= George Maledon =

American hangman

George Maledon (June 10, 1830 – June 5, 1911) was an American hangman nicknamed "The Prince of Hangmen", who served in the federal court of Judge Isaac C. Parker.

==Early life==
Maledon was born on June 10, 1830, in Germany. His family migrated to Detroit, Michigan, while he was still a child. He moved to Fort Smith, Arkansas, soon after his 18th birthday, and began working as a police officer. He held this position for many years. At the outbreak of the Civil War, he enlisted in the Arkansas Light Artillery, serving in the 1st Battalion.

== Career ==
After the war's end, Maledon returned to Fort Smith, where he began working as a night guard in the federal jail. Records indicate that Maledon supervised executions from the mid-1880s until 1891, and then again in 1894. Maledon carried dual revolvers around and who ever tried to escape was killed by his gun.
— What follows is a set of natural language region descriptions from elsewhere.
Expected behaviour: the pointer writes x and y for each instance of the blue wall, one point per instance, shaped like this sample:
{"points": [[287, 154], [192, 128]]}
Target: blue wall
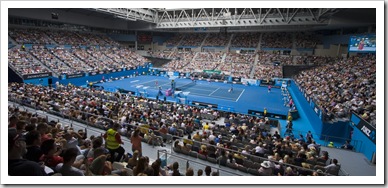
{"points": [[335, 39], [316, 123], [37, 81], [339, 129], [82, 80], [367, 147]]}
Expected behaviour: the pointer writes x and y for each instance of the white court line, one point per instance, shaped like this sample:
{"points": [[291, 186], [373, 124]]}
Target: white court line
{"points": [[214, 91], [240, 95]]}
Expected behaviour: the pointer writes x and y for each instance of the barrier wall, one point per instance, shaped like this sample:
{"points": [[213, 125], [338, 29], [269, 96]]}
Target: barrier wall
{"points": [[365, 132], [92, 78], [316, 123]]}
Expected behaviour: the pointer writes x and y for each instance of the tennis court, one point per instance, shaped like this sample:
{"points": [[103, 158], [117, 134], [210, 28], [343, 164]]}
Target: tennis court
{"points": [[242, 99], [193, 88]]}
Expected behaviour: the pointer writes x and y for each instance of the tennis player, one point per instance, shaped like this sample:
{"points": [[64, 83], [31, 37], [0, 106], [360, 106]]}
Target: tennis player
{"points": [[231, 89]]}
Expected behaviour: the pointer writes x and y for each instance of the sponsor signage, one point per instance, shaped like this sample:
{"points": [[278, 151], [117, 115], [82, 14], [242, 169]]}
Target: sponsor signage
{"points": [[33, 76], [75, 75]]}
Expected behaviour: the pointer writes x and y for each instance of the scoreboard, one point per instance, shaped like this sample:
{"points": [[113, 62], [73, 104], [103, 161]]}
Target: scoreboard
{"points": [[144, 38]]}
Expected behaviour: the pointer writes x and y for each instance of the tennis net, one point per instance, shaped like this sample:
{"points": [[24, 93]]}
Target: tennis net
{"points": [[183, 87]]}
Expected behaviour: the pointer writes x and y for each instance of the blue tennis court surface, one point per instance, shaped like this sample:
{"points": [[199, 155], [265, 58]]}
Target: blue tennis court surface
{"points": [[241, 99]]}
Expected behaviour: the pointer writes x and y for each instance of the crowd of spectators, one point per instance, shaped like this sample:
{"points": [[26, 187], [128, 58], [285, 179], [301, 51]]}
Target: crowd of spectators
{"points": [[277, 40], [66, 38], [174, 41], [217, 39], [239, 65], [238, 143], [205, 61], [313, 60], [343, 86], [61, 37], [47, 57], [193, 39], [160, 54], [24, 63], [179, 61], [29, 36], [73, 102], [306, 40], [246, 40], [92, 39], [70, 59]]}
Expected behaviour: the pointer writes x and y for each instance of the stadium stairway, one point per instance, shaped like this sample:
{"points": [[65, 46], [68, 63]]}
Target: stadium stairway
{"points": [[254, 66]]}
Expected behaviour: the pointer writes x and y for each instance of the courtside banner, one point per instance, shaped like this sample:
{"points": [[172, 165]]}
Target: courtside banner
{"points": [[33, 76], [250, 81]]}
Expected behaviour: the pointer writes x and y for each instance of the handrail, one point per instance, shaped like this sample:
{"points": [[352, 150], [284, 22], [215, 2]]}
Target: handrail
{"points": [[188, 162]]}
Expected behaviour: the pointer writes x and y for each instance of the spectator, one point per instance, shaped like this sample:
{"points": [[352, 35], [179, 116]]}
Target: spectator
{"points": [[208, 170], [66, 168], [113, 141], [33, 142], [17, 166], [136, 142]]}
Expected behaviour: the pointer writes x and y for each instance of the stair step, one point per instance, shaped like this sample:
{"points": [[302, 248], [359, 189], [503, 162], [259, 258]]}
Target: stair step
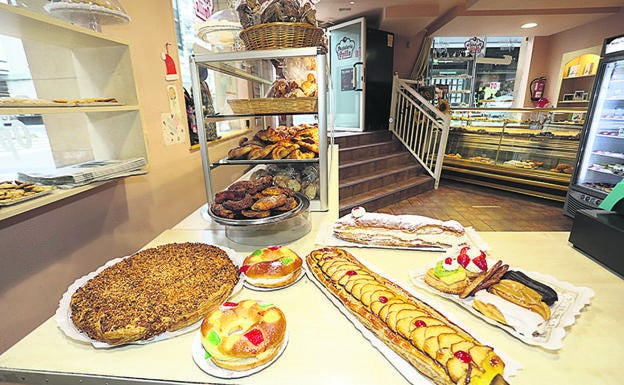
{"points": [[361, 183], [354, 168], [375, 199], [354, 139], [370, 150]]}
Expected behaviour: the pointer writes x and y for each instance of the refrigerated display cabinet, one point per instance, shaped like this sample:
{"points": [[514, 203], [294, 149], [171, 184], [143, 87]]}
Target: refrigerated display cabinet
{"points": [[600, 162], [251, 76], [528, 151]]}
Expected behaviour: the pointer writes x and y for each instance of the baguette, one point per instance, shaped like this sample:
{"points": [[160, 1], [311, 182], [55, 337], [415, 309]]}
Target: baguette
{"points": [[430, 342]]}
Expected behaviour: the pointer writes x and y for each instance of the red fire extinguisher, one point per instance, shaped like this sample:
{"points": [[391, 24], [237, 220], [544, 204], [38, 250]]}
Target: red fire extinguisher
{"points": [[537, 88]]}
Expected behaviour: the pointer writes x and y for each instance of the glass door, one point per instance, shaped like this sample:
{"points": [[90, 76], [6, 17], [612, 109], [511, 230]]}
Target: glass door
{"points": [[601, 165], [347, 44]]}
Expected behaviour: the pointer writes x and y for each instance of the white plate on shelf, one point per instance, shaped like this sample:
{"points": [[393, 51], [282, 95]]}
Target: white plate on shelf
{"points": [[206, 364], [325, 236], [406, 369], [571, 299]]}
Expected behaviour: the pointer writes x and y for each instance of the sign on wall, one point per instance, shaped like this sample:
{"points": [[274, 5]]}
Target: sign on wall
{"points": [[203, 9]]}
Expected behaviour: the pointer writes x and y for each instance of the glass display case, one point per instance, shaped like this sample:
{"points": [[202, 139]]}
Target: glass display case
{"points": [[280, 94], [600, 162], [475, 71], [529, 151]]}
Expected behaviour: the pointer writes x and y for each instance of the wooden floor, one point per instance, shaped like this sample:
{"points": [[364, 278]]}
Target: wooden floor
{"points": [[485, 209]]}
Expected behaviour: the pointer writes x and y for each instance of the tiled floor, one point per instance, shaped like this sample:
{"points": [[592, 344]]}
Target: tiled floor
{"points": [[485, 209]]}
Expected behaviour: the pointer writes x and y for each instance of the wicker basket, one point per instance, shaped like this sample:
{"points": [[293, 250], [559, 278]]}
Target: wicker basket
{"points": [[281, 35], [273, 106]]}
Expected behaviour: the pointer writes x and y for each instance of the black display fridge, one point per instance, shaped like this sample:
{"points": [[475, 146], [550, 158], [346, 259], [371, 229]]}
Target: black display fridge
{"points": [[361, 68], [600, 159]]}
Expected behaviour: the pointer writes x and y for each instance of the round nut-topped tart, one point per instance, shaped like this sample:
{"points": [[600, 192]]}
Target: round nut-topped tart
{"points": [[156, 290]]}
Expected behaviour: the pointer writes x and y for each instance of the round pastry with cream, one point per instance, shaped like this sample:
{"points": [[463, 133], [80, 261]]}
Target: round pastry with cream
{"points": [[447, 276], [272, 267], [244, 335]]}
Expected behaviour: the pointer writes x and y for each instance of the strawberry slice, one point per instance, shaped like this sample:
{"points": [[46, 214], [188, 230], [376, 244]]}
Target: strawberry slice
{"points": [[463, 260], [480, 261], [254, 336]]}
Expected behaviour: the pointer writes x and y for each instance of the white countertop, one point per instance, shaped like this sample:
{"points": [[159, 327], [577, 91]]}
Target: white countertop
{"points": [[324, 346]]}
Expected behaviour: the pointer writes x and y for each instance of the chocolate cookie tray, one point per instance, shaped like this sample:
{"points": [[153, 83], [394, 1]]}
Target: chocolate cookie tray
{"points": [[572, 299], [262, 161], [277, 229]]}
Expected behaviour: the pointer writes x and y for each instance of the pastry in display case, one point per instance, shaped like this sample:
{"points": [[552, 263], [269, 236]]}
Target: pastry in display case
{"points": [[90, 14], [529, 151], [276, 94]]}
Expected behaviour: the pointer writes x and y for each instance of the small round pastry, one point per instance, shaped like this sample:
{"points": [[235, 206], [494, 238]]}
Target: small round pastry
{"points": [[447, 276], [272, 267], [243, 335]]}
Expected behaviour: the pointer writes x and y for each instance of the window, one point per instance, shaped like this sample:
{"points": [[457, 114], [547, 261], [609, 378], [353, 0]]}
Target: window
{"points": [[221, 87], [24, 143]]}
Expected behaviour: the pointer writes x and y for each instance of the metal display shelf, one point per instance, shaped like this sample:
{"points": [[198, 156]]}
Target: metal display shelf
{"points": [[243, 66]]}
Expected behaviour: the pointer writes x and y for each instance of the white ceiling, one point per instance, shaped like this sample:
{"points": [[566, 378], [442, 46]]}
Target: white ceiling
{"points": [[470, 17]]}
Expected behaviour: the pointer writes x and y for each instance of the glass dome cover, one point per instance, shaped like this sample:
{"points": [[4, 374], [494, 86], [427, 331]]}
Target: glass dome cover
{"points": [[89, 13], [221, 31]]}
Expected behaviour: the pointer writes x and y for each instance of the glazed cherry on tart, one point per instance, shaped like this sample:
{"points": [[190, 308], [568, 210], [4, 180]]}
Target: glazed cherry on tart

Maledon was not the only jailer who participated in the executions. Contemporary newspaper accounts mention other jailers as well.

== In popular culture ==
Remembered today as the "prince of Hangmen", Maledon's actual work at Fort Smith is much more difficult to document. He stopped working for the federal court in 1894, and began traveling the area with a tent display showing gallows relics, including nooses and photographs of the men who died on the gallows. The 1899 publication of "Hell on the Border" documented Maledon's ties to the executions of the Federal Court, and first bestowed the title of "prince of hangmen".

== Death ==
In 1905, in failing health, Maledon entered an "Old Soldiers Home" in Humboldt, Tennessee. Maledon died in 1911, just shy of his 81st birthday, of natural causes. He is buried in the Johnson City Cemetery.